Florida, a University of Toronto professor and author of the best-selling “Rise of the Creative Class” touting the value of high-paying tech jobs, was an early critic of public subsidies for the Amazon project. Now Florida is rallying academics and others to join the cause, arguing that governors and mayors should rethink offering billions in taxpayer dollars.
“Initially I thought, wow, luring Amazon headquarters could be a good thing,” Florida said by phone Wednesday. “Then I said to myself, this is really getting out of hand. This idea of an auction, pitting city against city, is really getting out of hand.”
Florida said he admires Amazon as a company and believes some incentives for tech jobs can be a good idea. But he said research suggests that offering big subsidies to large companies rarely drives economic growth, and Florida worries that a new precedent is being set, one in which public officials feel obliged to hand over increasingly larger magnitudes of money to corporations.
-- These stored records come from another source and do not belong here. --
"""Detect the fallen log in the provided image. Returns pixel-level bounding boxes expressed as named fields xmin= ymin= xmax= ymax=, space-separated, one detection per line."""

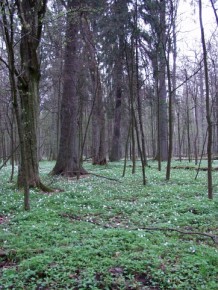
xmin=89 ymin=172 xmax=121 ymax=182
xmin=171 ymin=166 xmax=218 ymax=171
xmin=61 ymin=213 xmax=218 ymax=244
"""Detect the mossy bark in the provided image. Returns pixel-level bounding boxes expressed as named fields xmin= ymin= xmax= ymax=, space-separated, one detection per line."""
xmin=16 ymin=0 xmax=51 ymax=192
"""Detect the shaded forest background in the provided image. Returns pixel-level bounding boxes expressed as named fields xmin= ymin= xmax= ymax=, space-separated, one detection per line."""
xmin=0 ymin=0 xmax=217 ymax=206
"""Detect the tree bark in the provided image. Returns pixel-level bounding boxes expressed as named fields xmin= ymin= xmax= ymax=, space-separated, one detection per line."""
xmin=15 ymin=0 xmax=48 ymax=190
xmin=199 ymin=0 xmax=213 ymax=199
xmin=51 ymin=0 xmax=87 ymax=177
xmin=166 ymin=51 xmax=173 ymax=180
xmin=109 ymin=0 xmax=126 ymax=162
xmin=157 ymin=0 xmax=168 ymax=162
xmin=82 ymin=18 xmax=107 ymax=165
xmin=91 ymin=79 xmax=107 ymax=166
xmin=109 ymin=43 xmax=123 ymax=162
xmin=1 ymin=0 xmax=51 ymax=208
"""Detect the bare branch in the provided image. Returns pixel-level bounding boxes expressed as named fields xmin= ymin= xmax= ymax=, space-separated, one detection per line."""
xmin=209 ymin=0 xmax=218 ymax=25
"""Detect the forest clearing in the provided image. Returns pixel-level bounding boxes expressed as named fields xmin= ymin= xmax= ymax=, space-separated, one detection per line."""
xmin=0 ymin=161 xmax=217 ymax=289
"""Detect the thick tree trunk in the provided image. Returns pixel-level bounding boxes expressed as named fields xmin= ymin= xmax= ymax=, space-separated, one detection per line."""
xmin=51 ymin=1 xmax=87 ymax=177
xmin=17 ymin=82 xmax=40 ymax=187
xmin=15 ymin=0 xmax=48 ymax=191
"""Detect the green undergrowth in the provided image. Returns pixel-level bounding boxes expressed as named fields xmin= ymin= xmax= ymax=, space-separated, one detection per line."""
xmin=0 ymin=160 xmax=218 ymax=289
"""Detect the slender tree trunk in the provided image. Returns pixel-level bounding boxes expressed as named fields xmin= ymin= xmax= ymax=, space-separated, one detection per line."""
xmin=158 ymin=0 xmax=168 ymax=162
xmin=91 ymin=79 xmax=106 ymax=165
xmin=9 ymin=113 xmax=15 ymax=182
xmin=177 ymin=110 xmax=182 ymax=161
xmin=122 ymin=122 xmax=131 ymax=177
xmin=199 ymin=0 xmax=213 ymax=199
xmin=185 ymin=80 xmax=191 ymax=162
xmin=150 ymin=103 xmax=156 ymax=159
xmin=156 ymin=77 xmax=162 ymax=171
xmin=199 ymin=68 xmax=206 ymax=153
xmin=82 ymin=18 xmax=106 ymax=165
xmin=131 ymin=112 xmax=136 ymax=174
xmin=1 ymin=133 xmax=6 ymax=165
xmin=166 ymin=1 xmax=177 ymax=179
xmin=166 ymin=52 xmax=173 ymax=180
xmin=135 ymin=0 xmax=147 ymax=167
xmin=109 ymin=32 xmax=124 ymax=162
xmin=194 ymin=91 xmax=199 ymax=165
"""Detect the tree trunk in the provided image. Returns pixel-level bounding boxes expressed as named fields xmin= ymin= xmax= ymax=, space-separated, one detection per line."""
xmin=177 ymin=110 xmax=182 ymax=161
xmin=193 ymin=87 xmax=199 ymax=165
xmin=216 ymin=91 xmax=218 ymax=155
xmin=166 ymin=52 xmax=173 ymax=180
xmin=109 ymin=56 xmax=123 ymax=162
xmin=1 ymin=1 xmax=50 ymax=209
xmin=199 ymin=0 xmax=213 ymax=199
xmin=159 ymin=66 xmax=168 ymax=161
xmin=158 ymin=0 xmax=168 ymax=162
xmin=135 ymin=0 xmax=147 ymax=167
xmin=166 ymin=2 xmax=177 ymax=180
xmin=91 ymin=76 xmax=106 ymax=165
xmin=1 ymin=1 xmax=49 ymax=198
xmin=82 ymin=18 xmax=107 ymax=165
xmin=17 ymin=81 xmax=41 ymax=187
xmin=51 ymin=0 xmax=87 ymax=177
xmin=15 ymin=0 xmax=47 ymax=189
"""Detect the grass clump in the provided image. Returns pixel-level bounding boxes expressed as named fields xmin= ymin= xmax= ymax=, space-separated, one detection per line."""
xmin=0 ymin=160 xmax=218 ymax=289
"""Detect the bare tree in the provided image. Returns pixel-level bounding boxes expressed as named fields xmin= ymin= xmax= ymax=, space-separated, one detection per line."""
xmin=209 ymin=0 xmax=218 ymax=25
xmin=199 ymin=0 xmax=213 ymax=199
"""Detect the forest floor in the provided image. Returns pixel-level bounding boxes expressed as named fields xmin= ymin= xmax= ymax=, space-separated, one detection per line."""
xmin=0 ymin=160 xmax=218 ymax=289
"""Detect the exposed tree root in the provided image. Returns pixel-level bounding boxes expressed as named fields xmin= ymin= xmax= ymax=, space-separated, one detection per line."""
xmin=50 ymin=168 xmax=88 ymax=178
xmin=38 ymin=181 xmax=55 ymax=193
xmin=50 ymin=168 xmax=120 ymax=183
xmin=92 ymin=158 xmax=107 ymax=165
xmin=17 ymin=180 xmax=55 ymax=193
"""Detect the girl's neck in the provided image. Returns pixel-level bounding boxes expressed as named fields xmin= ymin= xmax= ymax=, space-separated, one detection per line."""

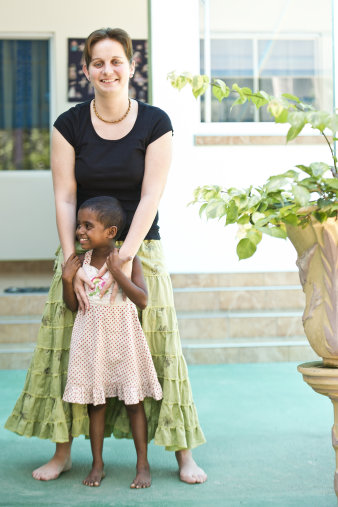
xmin=91 ymin=243 xmax=114 ymax=267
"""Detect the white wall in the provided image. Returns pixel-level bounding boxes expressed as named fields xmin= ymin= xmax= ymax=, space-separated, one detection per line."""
xmin=151 ymin=0 xmax=333 ymax=273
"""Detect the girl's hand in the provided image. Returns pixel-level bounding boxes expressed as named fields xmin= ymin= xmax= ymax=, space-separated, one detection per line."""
xmin=61 ymin=253 xmax=81 ymax=283
xmin=98 ymin=249 xmax=133 ymax=303
xmin=73 ymin=267 xmax=94 ymax=313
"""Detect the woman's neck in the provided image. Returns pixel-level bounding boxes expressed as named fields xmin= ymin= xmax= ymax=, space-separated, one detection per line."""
xmin=94 ymin=92 xmax=130 ymax=120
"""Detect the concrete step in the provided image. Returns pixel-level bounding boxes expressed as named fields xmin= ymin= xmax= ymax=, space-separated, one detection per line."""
xmin=0 ymin=285 xmax=304 ymax=316
xmin=0 ymin=315 xmax=41 ymax=342
xmin=173 ymin=285 xmax=304 ymax=312
xmin=0 ymin=310 xmax=305 ymax=342
xmin=0 ymin=260 xmax=53 ymax=292
xmin=0 ymin=343 xmax=35 ymax=369
xmin=0 ymin=293 xmax=48 ymax=316
xmin=171 ymin=271 xmax=300 ymax=288
xmin=177 ymin=310 xmax=305 ymax=340
xmin=182 ymin=339 xmax=319 ymax=364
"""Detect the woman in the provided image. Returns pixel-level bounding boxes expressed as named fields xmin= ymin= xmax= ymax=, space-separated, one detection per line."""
xmin=5 ymin=27 xmax=206 ymax=484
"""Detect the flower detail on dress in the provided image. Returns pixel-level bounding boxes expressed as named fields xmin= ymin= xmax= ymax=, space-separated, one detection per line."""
xmin=164 ymin=355 xmax=173 ymax=368
xmin=88 ymin=276 xmax=106 ymax=296
xmin=41 ymin=314 xmax=50 ymax=326
xmin=161 ymin=416 xmax=173 ymax=427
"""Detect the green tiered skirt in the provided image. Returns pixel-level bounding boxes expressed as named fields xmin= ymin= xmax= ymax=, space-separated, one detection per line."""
xmin=5 ymin=240 xmax=206 ymax=451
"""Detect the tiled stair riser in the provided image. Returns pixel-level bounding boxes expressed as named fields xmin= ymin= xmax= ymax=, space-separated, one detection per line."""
xmin=0 ymin=270 xmax=316 ymax=367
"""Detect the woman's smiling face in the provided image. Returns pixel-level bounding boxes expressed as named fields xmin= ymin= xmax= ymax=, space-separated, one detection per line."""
xmin=83 ymin=38 xmax=134 ymax=95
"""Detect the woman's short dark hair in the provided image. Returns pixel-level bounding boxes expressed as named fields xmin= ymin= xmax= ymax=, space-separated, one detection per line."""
xmin=79 ymin=196 xmax=126 ymax=239
xmin=83 ymin=27 xmax=133 ymax=67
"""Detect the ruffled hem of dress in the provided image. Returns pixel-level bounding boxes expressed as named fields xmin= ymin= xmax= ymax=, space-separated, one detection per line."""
xmin=63 ymin=383 xmax=163 ymax=406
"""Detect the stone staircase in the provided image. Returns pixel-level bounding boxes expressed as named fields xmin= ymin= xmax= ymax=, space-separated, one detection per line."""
xmin=0 ymin=262 xmax=319 ymax=368
xmin=171 ymin=272 xmax=319 ymax=364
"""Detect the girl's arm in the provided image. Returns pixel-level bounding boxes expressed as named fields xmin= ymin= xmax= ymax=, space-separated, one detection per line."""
xmin=51 ymin=127 xmax=93 ymax=311
xmin=61 ymin=253 xmax=82 ymax=311
xmin=106 ymin=249 xmax=148 ymax=309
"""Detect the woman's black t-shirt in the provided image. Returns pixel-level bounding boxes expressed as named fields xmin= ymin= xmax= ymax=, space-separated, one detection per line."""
xmin=53 ymin=100 xmax=173 ymax=240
Maryland Gov. Larry Hogan (R) has proposed $5 billion in incentives, while New Jersey has offered a reported $7 billion subsidy deal to bring the company to Newark. Other cities and states have yet to make public their bids; they could be offering even more. Hogan called the Amazon project “the single greatest economic development opportunity in a generation,” for its potential to bring a Fortune 100 corporate nameplate, high-paying jobs and economic growth to the state.
“The level of incentives that some communities were talking about were overdoing it and not fiscally prudent,” Florida said. “Even worse, I was worried that the Amazon search was signaling to the environment that megadeals and megadeal competition is the new normal.”
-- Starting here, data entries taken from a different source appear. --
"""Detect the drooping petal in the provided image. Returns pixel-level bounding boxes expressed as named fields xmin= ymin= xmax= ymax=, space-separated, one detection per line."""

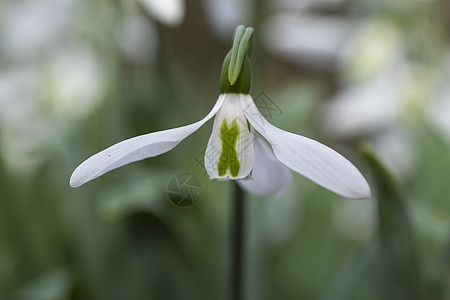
xmin=238 ymin=137 xmax=291 ymax=196
xmin=240 ymin=94 xmax=370 ymax=199
xmin=205 ymin=94 xmax=254 ymax=180
xmin=70 ymin=95 xmax=225 ymax=187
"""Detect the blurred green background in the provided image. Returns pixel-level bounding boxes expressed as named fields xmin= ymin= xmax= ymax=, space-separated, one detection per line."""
xmin=0 ymin=0 xmax=449 ymax=299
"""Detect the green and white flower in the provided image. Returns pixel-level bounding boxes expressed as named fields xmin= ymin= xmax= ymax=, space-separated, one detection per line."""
xmin=70 ymin=26 xmax=370 ymax=199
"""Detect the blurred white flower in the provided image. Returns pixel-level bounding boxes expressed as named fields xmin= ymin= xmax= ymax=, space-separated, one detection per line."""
xmin=320 ymin=39 xmax=445 ymax=177
xmin=263 ymin=10 xmax=406 ymax=82
xmin=339 ymin=19 xmax=403 ymax=83
xmin=203 ymin=0 xmax=244 ymax=40
xmin=0 ymin=0 xmax=109 ymax=175
xmin=427 ymin=52 xmax=450 ymax=140
xmin=321 ymin=58 xmax=407 ymax=137
xmin=319 ymin=57 xmax=427 ymax=176
xmin=0 ymin=0 xmax=72 ymax=61
xmin=268 ymin=0 xmax=345 ymax=11
xmin=0 ymin=68 xmax=49 ymax=174
xmin=137 ymin=0 xmax=185 ymax=26
xmin=322 ymin=53 xmax=437 ymax=136
xmin=120 ymin=12 xmax=158 ymax=64
xmin=43 ymin=47 xmax=105 ymax=121
xmin=263 ymin=12 xmax=353 ymax=70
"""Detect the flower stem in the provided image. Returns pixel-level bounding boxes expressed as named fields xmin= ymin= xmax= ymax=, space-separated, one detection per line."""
xmin=230 ymin=182 xmax=245 ymax=300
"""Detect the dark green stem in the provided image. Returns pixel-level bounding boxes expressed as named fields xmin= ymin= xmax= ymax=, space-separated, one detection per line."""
xmin=230 ymin=182 xmax=245 ymax=300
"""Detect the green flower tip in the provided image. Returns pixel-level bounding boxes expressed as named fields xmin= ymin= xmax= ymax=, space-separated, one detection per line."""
xmin=228 ymin=25 xmax=254 ymax=85
xmin=220 ymin=25 xmax=253 ymax=94
xmin=220 ymin=51 xmax=251 ymax=94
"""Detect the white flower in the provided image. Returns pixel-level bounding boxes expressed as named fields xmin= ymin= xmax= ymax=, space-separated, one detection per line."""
xmin=137 ymin=0 xmax=184 ymax=26
xmin=263 ymin=12 xmax=352 ymax=71
xmin=0 ymin=68 xmax=48 ymax=174
xmin=0 ymin=0 xmax=72 ymax=61
xmin=70 ymin=93 xmax=370 ymax=199
xmin=321 ymin=57 xmax=406 ymax=137
xmin=44 ymin=47 xmax=105 ymax=121
xmin=203 ymin=0 xmax=244 ymax=41
xmin=120 ymin=12 xmax=157 ymax=64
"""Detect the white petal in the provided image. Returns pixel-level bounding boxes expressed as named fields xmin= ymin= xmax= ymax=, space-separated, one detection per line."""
xmin=70 ymin=95 xmax=225 ymax=187
xmin=205 ymin=94 xmax=254 ymax=180
xmin=237 ymin=137 xmax=291 ymax=196
xmin=241 ymin=94 xmax=370 ymax=199
xmin=138 ymin=0 xmax=185 ymax=26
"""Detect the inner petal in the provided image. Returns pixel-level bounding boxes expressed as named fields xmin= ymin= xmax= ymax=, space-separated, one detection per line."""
xmin=205 ymin=94 xmax=254 ymax=180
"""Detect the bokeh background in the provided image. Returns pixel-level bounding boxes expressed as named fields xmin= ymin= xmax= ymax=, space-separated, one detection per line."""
xmin=1 ymin=0 xmax=449 ymax=299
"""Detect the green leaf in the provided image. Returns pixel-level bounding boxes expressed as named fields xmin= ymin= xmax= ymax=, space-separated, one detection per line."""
xmin=15 ymin=267 xmax=72 ymax=300
xmin=361 ymin=144 xmax=426 ymax=300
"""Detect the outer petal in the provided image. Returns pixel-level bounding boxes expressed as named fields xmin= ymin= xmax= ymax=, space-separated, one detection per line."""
xmin=70 ymin=95 xmax=225 ymax=187
xmin=237 ymin=137 xmax=291 ymax=196
xmin=240 ymin=94 xmax=370 ymax=199
xmin=205 ymin=94 xmax=254 ymax=180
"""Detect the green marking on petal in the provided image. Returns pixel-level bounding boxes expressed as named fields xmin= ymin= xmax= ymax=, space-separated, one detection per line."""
xmin=218 ymin=118 xmax=240 ymax=177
Florida penned a petition calling for other experts to “Support a Non-Aggression Pact” for the Amazon headquarters. Leaders from Harvard University, the Brookings Institution and other schools and think tanks, among them former U.S. labor secretary Robert Reich, have signed on. It reads in part:
Tax giveaways and business location incentives offered by local governments are often wasteful and counterproductive, according to a broad body of research. Such incentives do not alter business location decisions as much as is often claimed, and are less important than more fundamental location factors. Worse, they divert funds that could be put to better use underwriting public services such as schools, housing programs, job training, and transportation, which are more effective ways to spur economic development.
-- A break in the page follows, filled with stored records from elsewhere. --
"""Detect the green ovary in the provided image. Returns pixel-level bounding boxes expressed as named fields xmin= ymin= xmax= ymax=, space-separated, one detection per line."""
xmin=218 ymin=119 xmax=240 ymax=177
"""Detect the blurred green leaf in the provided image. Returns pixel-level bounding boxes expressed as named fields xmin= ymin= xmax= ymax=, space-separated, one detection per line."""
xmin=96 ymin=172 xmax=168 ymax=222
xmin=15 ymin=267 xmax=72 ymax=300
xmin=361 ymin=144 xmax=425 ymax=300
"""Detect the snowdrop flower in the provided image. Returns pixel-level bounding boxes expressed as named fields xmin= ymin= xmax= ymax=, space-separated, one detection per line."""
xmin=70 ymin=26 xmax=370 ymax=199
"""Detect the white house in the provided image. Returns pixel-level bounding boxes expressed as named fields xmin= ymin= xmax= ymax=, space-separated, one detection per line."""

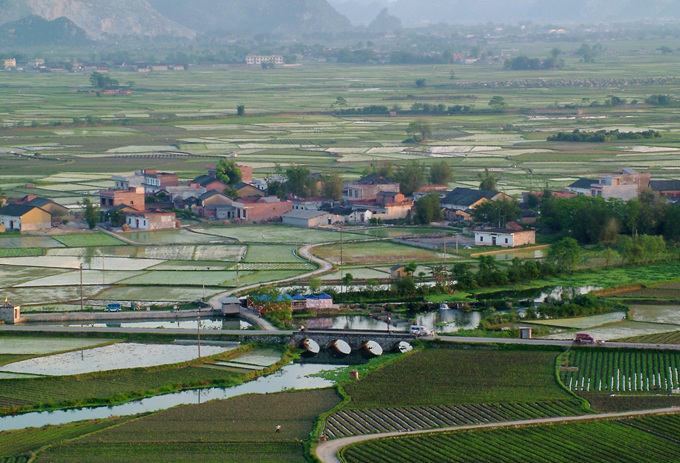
xmin=474 ymin=228 xmax=536 ymax=248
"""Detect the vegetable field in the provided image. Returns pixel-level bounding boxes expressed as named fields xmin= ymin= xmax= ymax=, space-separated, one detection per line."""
xmin=561 ymin=349 xmax=680 ymax=393
xmin=343 ymin=348 xmax=571 ymax=409
xmin=0 ymin=419 xmax=129 ymax=462
xmin=340 ymin=414 xmax=680 ymax=463
xmin=620 ymin=330 xmax=680 ymax=345
xmin=35 ymin=389 xmax=341 ymax=462
xmin=325 ymin=399 xmax=582 ymax=438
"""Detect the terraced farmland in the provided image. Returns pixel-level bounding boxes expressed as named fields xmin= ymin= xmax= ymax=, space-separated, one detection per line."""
xmin=340 ymin=414 xmax=680 ymax=463
xmin=561 ymin=349 xmax=680 ymax=393
xmin=324 ymin=399 xmax=582 ymax=438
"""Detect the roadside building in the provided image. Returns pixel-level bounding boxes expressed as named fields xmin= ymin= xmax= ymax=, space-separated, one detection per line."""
xmin=343 ymin=175 xmax=400 ymax=202
xmin=190 ymin=175 xmax=227 ymax=193
xmin=0 ymin=204 xmax=52 ymax=232
xmin=100 ymin=187 xmax=145 ymax=212
xmin=473 ymin=228 xmax=536 ymax=248
xmin=390 ymin=264 xmax=408 ymax=279
xmin=567 ymin=178 xmax=597 ymax=195
xmin=0 ymin=299 xmax=20 ymax=324
xmin=649 ymin=179 xmax=680 ymax=201
xmin=125 ymin=210 xmax=177 ymax=231
xmin=441 ymin=188 xmax=510 ymax=221
xmin=282 ymin=210 xmax=343 ymax=228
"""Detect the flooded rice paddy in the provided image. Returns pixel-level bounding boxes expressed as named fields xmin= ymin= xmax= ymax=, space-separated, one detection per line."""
xmin=1 ymin=342 xmax=236 ymax=376
xmin=0 ymin=337 xmax=112 ymax=355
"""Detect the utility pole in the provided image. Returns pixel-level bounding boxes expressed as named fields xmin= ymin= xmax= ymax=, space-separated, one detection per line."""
xmin=339 ymin=226 xmax=344 ymax=292
xmin=197 ymin=315 xmax=201 ymax=359
xmin=79 ymin=263 xmax=84 ymax=312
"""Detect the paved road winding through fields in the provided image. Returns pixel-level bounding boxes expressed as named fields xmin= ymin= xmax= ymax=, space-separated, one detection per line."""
xmin=315 ymin=407 xmax=680 ymax=463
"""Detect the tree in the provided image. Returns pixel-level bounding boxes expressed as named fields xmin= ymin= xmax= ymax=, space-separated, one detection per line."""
xmin=415 ymin=78 xmax=426 ymax=88
xmin=237 ymin=104 xmax=245 ymax=116
xmin=371 ymin=161 xmax=394 ymax=178
xmin=471 ymin=198 xmax=519 ymax=228
xmin=429 ymin=160 xmax=452 ymax=185
xmin=309 ymin=277 xmax=322 ymax=293
xmin=406 ymin=119 xmax=432 ymax=142
xmin=215 ymin=159 xmax=242 ymax=186
xmin=331 ymin=96 xmax=347 ymax=108
xmin=89 ymin=71 xmax=118 ymax=89
xmin=488 ymin=96 xmax=507 ymax=111
xmin=548 ymin=237 xmax=581 ymax=271
xmin=395 ymin=161 xmax=426 ymax=196
xmin=81 ymin=198 xmax=98 ymax=230
xmin=413 ymin=193 xmax=443 ymax=224
xmin=342 ymin=273 xmax=354 ymax=291
xmin=285 ymin=165 xmax=317 ymax=197
xmin=478 ymin=168 xmax=498 ymax=191
xmin=321 ymin=173 xmax=343 ymax=201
The letter is addressed to “Elected Officials and Community Leaders” of the finalist cities, not to Amazon founder Jeffrey P. Bezos, who also owns The Washington Post. Florida said he hopes the letter gives elected officials some cover to stand up to Amazon and focus on what many of them preach: the need to close yawning gaps in income and inequality in cities such as Boston, Los Angeles, Washington, Chicago and elsewhere.
“These are mayors who say they are so concerned about affordability and inequality, and want to heal their cities, and yet they are part of this bidding war,” he said. “Why can’t they stand up and say we want to set some limits and compete on the merits?”
Florida does not absolve Bezos or Amazon of responsibility, however, and he thinks what to this point has been a public relations bonanza for the company could end badly if the online Goliath presses for billions of dollars in tax revenue, particularly given existing concerns about the company’s size.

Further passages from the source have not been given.